Она посмотрела на него не то удивленно, не то растерянно, но ответила не очень-то раздумывая:
— Можно.
Потом он сказал:
— Ты много для меня сделала, Вероника.
Она улыбнулась:
— В основном — доктор, а не я.
— Я о другом. Я о твоем внимании, о заботе. Я все время это чувствовал… Вот ты говоришь: «Мы скоро с тобой расстанемся». А мне тоскливо от этих слов.

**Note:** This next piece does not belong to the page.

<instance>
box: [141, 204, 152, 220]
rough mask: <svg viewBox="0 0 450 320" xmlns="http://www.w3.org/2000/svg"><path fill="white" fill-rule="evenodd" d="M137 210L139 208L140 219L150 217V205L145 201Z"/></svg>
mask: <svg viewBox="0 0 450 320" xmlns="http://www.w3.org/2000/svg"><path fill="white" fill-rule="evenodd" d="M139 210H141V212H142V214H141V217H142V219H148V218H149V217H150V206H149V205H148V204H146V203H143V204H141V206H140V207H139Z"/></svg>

— И мне, — призналась Вероника.
Он пристально посмотрел на нее и спросил:
— Правда?
— Правда, — ответила Вероника. И в свою очередь спросила: — А ты не собираешься туда? — она глазами показала на небо.
— Нет. Пока нет. Потом я тебе расскажу — почему.
— Потом? Когда — потом? Наверное, за мной скоро прилетят.
— Если ты захочешь остаться с нами, за тобой не прилетят. Командир отряда скажет, что здесь ты нужнее, чем там. Если, конечно, ты захочешь остаться с нами, — повторил Бабичев.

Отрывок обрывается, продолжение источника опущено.